On the Onboard New Tenant page…
- Enter a Tenant Name of Acme Corp USA.
- Select a Database Name of AcmeCorpSales.
- In the Profile section, select the option to Create Tenant using Service Principal Profile from Pool.
- Select the pre-existing profile named Acme Profile.
When the Onboard New Tenant page matches the following screenshot, click the Create New Tenant.
Now you will create a second tenant which uses the profile named Acme Profile. On the Tenants page, click the Onboard New Tenant button to display the Onboard New Tenant page.
On the Onboard New Tenant page…
- Enter a Tenant Name of Acme Corp Europe
- Select a Database Name of AcmeCorpSales
- Select the option to Create Tenant using Service Principal Profile from Pool
- Select Acme Profile.
- Click Create New Tenant.
You should see that you have now created two separate customer tenants that are both associated with Acme Profile.
Click the Profile link to navigate to the Profiles page. If you inspect the profile named Acme Profile, you can see it now has a tenant count of 2.
Note that each profile has a value for the Exclusive property. This property serves two purposes. First, it's used to determine which profiles are added to the dropdown list of pooled profiles on the Onboard New Tenant page. This dropdown list will only contain profiles with an Exclusive property value of False.

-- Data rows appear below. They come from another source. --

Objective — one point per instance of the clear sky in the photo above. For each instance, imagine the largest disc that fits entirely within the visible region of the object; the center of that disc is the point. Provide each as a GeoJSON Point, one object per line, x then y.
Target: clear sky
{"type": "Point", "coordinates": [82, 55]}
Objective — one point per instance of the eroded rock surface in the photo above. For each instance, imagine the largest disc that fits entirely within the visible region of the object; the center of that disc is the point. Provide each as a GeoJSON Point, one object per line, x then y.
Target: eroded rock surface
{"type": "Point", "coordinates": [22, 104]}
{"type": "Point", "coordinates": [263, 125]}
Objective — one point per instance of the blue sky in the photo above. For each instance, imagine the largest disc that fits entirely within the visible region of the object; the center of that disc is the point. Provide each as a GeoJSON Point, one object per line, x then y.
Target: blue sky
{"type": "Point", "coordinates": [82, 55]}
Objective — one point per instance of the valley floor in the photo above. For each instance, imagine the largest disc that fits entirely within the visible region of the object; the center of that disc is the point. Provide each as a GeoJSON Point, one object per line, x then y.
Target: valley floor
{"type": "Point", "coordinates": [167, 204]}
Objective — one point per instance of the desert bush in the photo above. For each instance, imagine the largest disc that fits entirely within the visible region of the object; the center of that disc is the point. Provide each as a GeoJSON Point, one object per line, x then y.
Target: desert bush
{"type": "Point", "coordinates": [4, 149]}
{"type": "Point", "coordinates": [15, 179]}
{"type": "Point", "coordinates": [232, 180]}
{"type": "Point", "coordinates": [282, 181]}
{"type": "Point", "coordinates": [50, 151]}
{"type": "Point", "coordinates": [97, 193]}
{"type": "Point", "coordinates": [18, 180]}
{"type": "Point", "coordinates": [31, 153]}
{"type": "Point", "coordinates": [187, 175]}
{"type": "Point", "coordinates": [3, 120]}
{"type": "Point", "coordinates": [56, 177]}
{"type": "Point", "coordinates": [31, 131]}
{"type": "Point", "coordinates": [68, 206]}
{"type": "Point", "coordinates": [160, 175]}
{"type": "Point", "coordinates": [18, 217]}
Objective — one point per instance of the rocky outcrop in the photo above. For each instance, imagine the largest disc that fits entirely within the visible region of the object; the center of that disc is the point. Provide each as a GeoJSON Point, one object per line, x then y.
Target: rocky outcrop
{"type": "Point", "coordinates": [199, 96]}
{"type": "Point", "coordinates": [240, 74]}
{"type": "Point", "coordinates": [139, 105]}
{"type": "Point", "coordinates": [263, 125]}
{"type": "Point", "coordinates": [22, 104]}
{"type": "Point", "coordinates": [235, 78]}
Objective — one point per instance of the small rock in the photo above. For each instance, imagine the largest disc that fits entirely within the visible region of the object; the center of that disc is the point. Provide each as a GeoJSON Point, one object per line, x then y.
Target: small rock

The second purpose of the Exclusive property is to determine whether to automatically delete a service principal profile from the Power BI Service and from the AppOwnsDataMultiTenantDB database when a customer tenant is deleted. When you delete a customer tenant that is associated with an exclusive profile, this profile is automatically deleted along with the customer tenant and it's underlying Power BI workspace.